Article 448 of the Civil Code provides thusly:
Article 448. The owner of the land on which anything has
been built, sown or planted in good faith, shall have the right to appropriate
as his own the works, sowing or planting, after payment of the indemnity
provided for in articles 546 and 548, or to oblige the one who built or planted
to pay the price of the land, and the one who sowed, the proper rent. However, the builder or planter cannot be
obliged to buy the land if its value is considerably more than that of the
building or trees. In such case, he
shall pay reasonable rent, if the owner of the land does not choose to
appropriate the building or trees after proper indemnity. The parties shall agree upon the terms of the
lease and in case of disagreement, the court shall fix the terms thereof.
The
provision contemplates a person building, or sowing, or planting in good faith on
land owned by another. The law
presupposes that the land and the building or plants are owned by different
persons, like here. The RTC and CA found and declared Angeles to be a builder
in good faith. We cannot veer away from
their unanimous conclusion, which can easily be drawn from the fact that
Angeles insists until now that he built his house entirely on his own lot. Good faith consists in the belief of the
builder that the land he is building on is his and in his ignorance of a defect
or flaw in his title.[15]
With
the unassailable finding that Angeles house straddled the lot of Pascual, and
that Angeles had built his house in good faith, Article 448 of the Civil Code, which spells out the rights
and obligations of the owner of the land as well as of the builder, is unquestionably
applicable. Consequently, the land being
the principal and the building the accessory, preference is given to Pascual as
the owner of the land to make the choice as between appropriating the building
or obliging Angeles as the builder to pay
the value of the land. Contrary to the
insistence of Angeles, therefore, no inconsistency exists between the finding
of good faith in his favor and the grant of the reliefs set forth in Article
448 of the Civil Code.
WHEREFORE,
the Court DENIES the petition for
review on certiorari; and AFFIRMS the decision promulgated on January
31, 2002 by the Court of Appeals in C.A.-G.R. CV No. 61600. No pronouncement on
costs of suit.
SO ORDERED.
LUCAS P. BERSAMIN
Associate Justice
WE CONCUR:
RENATO C. CORONA
Chief Justice
Chairperson
TERESITA
J. LEONARDO-DE CASTRO MARIANO C.
DEL CASTILLO
Associate Justice Associate Justice
JOSE PORTUGAL PEREZ
Associate Justice
C E R T I F I C A T I O N
Pursuant to Section 13, Article VIII
of the Constitution, I certify that the conclusions in the above Decision had
been reached in consultation before the case was assigned to the writer of the
opinion of the Courts Division.
RENATO C.
CORONA
Chief Justice
* Vice Associate Justice Martin
S. Villarama, Jr., per Special Order No. 1080 dated September 13, 2011.

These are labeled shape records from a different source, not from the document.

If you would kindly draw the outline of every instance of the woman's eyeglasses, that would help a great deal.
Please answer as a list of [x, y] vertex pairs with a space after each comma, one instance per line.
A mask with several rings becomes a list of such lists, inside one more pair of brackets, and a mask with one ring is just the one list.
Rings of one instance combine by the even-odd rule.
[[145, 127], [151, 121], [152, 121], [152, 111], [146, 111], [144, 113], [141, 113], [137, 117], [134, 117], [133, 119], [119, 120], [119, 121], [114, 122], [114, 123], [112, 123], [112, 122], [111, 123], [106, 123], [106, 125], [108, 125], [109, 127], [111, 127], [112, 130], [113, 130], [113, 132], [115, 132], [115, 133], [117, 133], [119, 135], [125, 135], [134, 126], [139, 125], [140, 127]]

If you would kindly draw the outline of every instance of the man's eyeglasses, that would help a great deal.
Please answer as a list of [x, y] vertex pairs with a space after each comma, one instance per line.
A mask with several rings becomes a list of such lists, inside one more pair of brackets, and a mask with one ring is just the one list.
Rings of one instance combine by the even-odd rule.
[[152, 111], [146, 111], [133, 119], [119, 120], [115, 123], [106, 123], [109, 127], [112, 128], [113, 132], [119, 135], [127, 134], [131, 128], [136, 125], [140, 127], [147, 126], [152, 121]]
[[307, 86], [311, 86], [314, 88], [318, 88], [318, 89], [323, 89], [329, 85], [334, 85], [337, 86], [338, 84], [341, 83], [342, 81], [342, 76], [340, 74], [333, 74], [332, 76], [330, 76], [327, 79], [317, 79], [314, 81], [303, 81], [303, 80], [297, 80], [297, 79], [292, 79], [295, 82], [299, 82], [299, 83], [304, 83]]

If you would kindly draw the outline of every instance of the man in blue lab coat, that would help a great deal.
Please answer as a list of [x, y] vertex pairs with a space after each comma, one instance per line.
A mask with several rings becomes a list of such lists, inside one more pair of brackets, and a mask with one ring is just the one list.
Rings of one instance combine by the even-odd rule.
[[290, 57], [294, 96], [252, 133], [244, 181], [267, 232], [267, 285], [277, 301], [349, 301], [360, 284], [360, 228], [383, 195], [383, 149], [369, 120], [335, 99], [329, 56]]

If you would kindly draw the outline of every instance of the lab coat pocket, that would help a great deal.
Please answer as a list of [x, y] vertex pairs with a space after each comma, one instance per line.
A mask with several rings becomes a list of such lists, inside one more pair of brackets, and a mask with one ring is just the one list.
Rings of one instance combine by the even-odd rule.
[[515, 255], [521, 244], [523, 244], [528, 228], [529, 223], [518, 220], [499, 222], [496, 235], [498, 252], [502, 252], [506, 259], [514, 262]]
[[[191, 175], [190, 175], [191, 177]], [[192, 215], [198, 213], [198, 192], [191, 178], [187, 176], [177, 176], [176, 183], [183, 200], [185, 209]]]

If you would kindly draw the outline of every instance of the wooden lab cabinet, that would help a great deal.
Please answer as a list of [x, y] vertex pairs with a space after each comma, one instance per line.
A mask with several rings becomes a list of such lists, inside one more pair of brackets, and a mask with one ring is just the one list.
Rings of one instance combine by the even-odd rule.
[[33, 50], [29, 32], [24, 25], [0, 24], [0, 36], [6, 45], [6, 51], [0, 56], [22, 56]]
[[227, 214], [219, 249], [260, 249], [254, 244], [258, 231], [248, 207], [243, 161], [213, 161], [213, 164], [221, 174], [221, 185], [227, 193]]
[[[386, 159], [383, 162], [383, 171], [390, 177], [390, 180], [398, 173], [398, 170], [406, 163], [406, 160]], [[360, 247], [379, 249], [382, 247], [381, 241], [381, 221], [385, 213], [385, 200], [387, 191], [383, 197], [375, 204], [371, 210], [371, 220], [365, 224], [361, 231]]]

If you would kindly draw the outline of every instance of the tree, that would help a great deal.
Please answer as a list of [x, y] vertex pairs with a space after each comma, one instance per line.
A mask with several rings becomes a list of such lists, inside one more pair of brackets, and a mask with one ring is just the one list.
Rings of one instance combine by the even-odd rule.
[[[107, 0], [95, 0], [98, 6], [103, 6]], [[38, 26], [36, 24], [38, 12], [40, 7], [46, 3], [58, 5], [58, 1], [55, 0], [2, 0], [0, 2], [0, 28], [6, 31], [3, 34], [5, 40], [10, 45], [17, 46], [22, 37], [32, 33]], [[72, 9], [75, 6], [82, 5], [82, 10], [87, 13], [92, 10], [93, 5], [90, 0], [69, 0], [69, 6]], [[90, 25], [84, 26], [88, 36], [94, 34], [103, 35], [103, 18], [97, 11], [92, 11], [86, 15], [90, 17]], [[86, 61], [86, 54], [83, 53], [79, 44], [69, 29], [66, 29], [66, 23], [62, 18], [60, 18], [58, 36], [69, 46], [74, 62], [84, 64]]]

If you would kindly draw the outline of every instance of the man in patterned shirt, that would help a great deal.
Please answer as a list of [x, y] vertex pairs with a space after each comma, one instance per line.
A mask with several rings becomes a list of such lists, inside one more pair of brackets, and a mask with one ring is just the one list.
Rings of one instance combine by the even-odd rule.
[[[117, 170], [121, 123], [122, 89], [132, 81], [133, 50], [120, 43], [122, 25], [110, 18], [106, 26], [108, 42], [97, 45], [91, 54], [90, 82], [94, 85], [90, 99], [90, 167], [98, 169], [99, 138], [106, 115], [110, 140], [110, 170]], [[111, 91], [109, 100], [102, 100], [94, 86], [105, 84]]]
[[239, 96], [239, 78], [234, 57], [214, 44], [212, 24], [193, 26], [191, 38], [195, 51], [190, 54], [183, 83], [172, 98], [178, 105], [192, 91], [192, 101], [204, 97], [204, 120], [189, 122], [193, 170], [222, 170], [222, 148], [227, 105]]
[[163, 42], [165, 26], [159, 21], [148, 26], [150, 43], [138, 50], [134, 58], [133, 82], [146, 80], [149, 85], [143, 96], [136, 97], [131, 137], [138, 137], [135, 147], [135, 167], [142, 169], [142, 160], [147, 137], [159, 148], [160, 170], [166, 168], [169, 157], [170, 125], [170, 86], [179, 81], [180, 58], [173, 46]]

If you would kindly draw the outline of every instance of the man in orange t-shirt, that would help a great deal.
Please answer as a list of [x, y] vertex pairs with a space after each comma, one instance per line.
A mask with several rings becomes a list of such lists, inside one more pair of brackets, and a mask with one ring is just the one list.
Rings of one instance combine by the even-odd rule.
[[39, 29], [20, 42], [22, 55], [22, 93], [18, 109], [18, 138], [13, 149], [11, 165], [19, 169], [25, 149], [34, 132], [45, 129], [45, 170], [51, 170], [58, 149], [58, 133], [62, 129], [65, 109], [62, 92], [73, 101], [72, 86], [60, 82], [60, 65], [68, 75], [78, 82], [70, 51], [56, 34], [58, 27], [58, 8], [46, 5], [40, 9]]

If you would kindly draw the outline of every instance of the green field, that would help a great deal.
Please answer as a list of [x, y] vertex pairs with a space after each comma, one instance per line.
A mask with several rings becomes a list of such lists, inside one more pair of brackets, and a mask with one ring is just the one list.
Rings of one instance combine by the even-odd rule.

[1] Rollo, pp. 46-74; penned by Associate Justice Remedios A. Salazar-Fernando,
with Associate Justice Romeo J. Callejo, Sr. (later a Member of the Court, but now
retired) and Associate Justice Perlita J. Tria- Tirona (retired) concurring.
[2] Records, p. 69.
[3] Id.,
p. 171.
[4] Id.,
p. 69.
[5] Id., p. 161.
[6] TSN dated March 12, 1996, pp. 10-12.
[7] Rollo, pp.
96-104.
[8] Id., p. 104.
[9] Id., pp. 46-74.
[10] Id., pp. 73-74.
[11] FNCB Finance v. Estavillo, G.R. No. 93394, December 20, 1990,
192 SCRA 514, 517.
[12] II Herrera, Remedial Law, 2000 Edition, p. 648; citing Moran, Comments on the Rules of Court, 1979
Edition.
[13] Paterno v. Paterno, G.R. No. 63680, March 23, 1990, 183
SCRA 630.
[14] Sampayan v. Court of Appeals, G.R. No. 156360, January 14, 2005, 448 SCRA 220; The Insular Life Assurance Company, Ltd. v. Court of Appeals, G.R. No. 126850, April 28, 2004, 428 SCRA 79; Langkaan Realty Development, Inc. v. United Coconut Planters Bank, G.R. No. 139437, December 8, 2000, 347 SCRA 542, 549; Nokom v. National Labor Relations Commission, G.R. No. 140043, July 18, 2000, 336 SCRA 97, 110; Sps. Sta. Maria v. Court of Appeals, 349 Phil. 275, 282-283 (1998).
[15] Pleasantville Development
Corporation v. Court
of Appeals, G.R. No. 79688, February
1, 1996, 253 SCRA 10, 18; Floreza v.
Evangelista, No. L-25462, February 21, 1980, 96 SCRA 130.